Rock programmer Carey Curelop later assumed program director duties. The station became the top rated station among its target audience. KFMG, branded as "Rock 108", continued to be one of Albuquerque's top rock stations for much of the 1980s.

In May 1985, KFMG and its AM sister station KAMX 1520 were sold to Coastal Communications for $2,125,000. By the end of the 1980s, KFMG experienced declining ratings falling further behind rival KZRR "94 Rock". In 1990, it faced a new competitor, KRBL 98.5 (now KABG). KRBL edged past KFMG in the Fall 1990 Arbitron ratings.

===KAMX-FM ===
In early March 1991, KFMG flipped to a hot adult contemporary format with most of the rock airstaff let go.
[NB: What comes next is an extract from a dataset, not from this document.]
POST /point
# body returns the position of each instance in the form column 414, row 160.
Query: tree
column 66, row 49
With the switch to Hot AC, the station changed its call letters to KAMX-FM, branded as "Mix 107.9".

Mix was not be a strong performer in the market. In June 1994, Coastal Communications sold KAMX-AM-FM to Bengal Communications for $750,000. Bengal also purchased easy listening outlet KKJY 100.3 (now KPEK) for $1.5 million. On October 17, 1994, KAMX-FM began stunting with a gag format made up of sound effects.

===KTEG===
On October 19 at 5pm, KAMX-FM switched to modern rock. Meanwhile, KAMX 1520 discontinued its simulcast. A month later, the FM station's call letters changed to KTEG and it branded as "107.9 The Edge, Albuquerque's New Rock Alternative." The new format quickly improved ratings for the station, putting in the top 10 while becoming the leading rock station in the market for a while.
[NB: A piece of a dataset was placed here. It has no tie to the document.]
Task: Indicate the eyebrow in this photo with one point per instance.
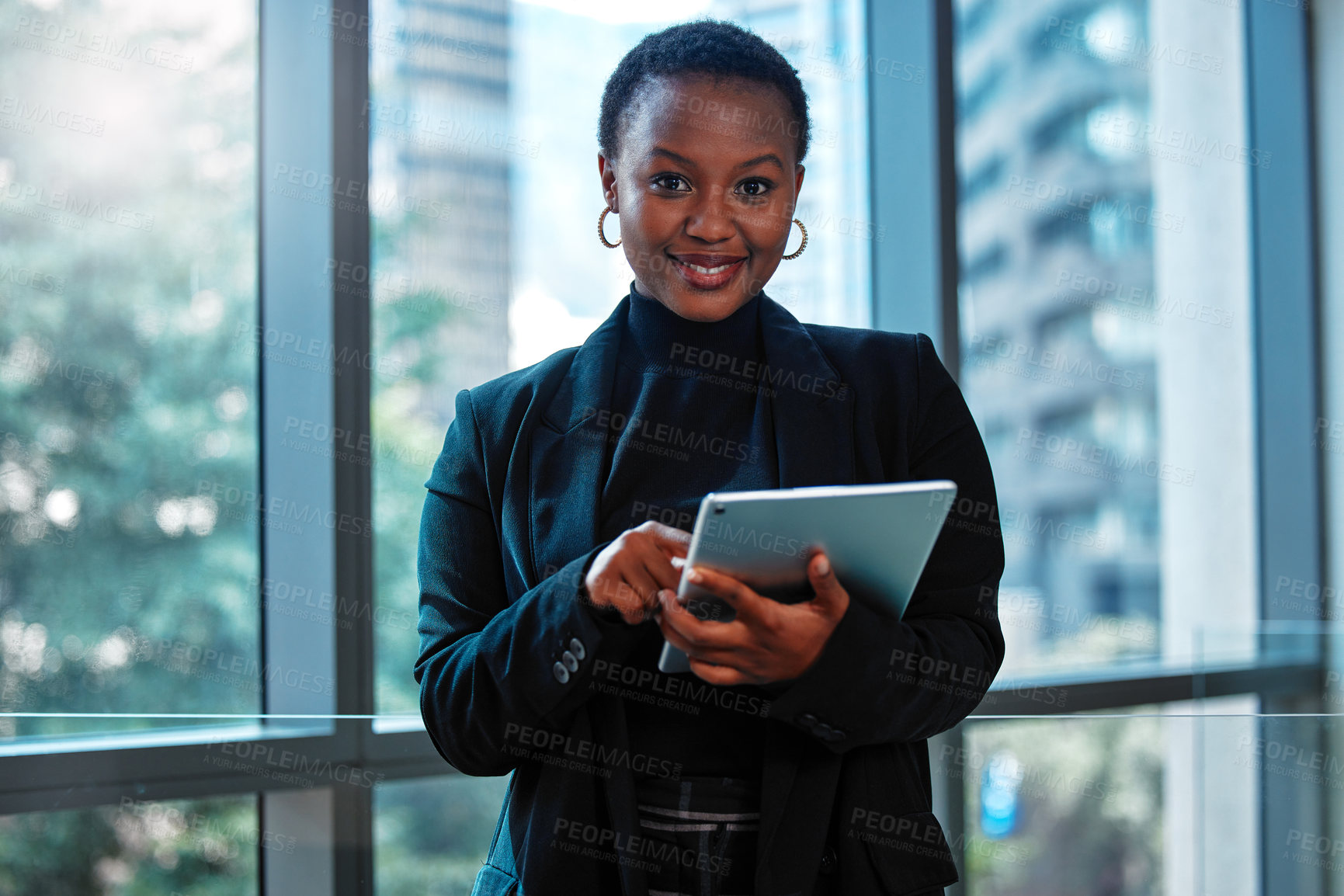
(749, 163)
In March 1996, Bengal sold KTEG, KDZZ 1520 and KHTZ 100.3 to Trumper Communications for $7.4 million. In June of that year, Trumper also purchased KZRR 94.1 and AM simulcast KZSS 610, along with classic rock outlet KLSK 104.1. While KTEG's modern rock sound was unchanged, KZRR shifted to a mainstream rock format. In addition, Trumper flipped 100.3 to a modern adult contemporary format. That consequentially created fragmentation in the alternative format.

===KBQI===
In August 1999, Trumper sold its the Albuquerque cluster (which now included 95.1 added earlier in the year). The buyer was San Antonio-based Clear Channel Communications and the price tag was $55.5 million.

After entering the Albuquerque radio market, Clear Channel decided to challenge the top-rated station country station, 92.3 KRST. It launched a new country sound on 107.9 FM. In July 2000, KTEG was moved to 104.7 (recently purchased from Continental Communications) to make way for a new station on 107.9 FM, KBQI.

KBQI took its branding, "Big I 107-9", from the I-40 and I-25 interchange near downtown Albuquerque that is locally known as "the Big I". At the time of the station's launch, the "Big I" was at the start of a major reconstruction project which finished in May 2002.

To kick off the country music format, former 92.3 KRST morning personalities Tony Lynn and Myles Copeland began hosting the morning shift on KBQI. This helped to make KBQI competitive with KRST, which had once dominated the country format in the Albuquerque market. Tony and Myles were the wake-up team for 11 years until they were let go in October 2011. They were replaced by the syndicated Bobby Bones Show, which airs on most iHeart country stations.

===HD Radio===
In February 2006, the station began broadcasting in the HD Radio format. On its HD-2 digital subchannel, it launched a country variety sound.

On June 21, 2013, the HD-2 subchannel started airing a classic country music format. The classic country sound began re-broadcasting on FM translator K251AU at 98.1 FM.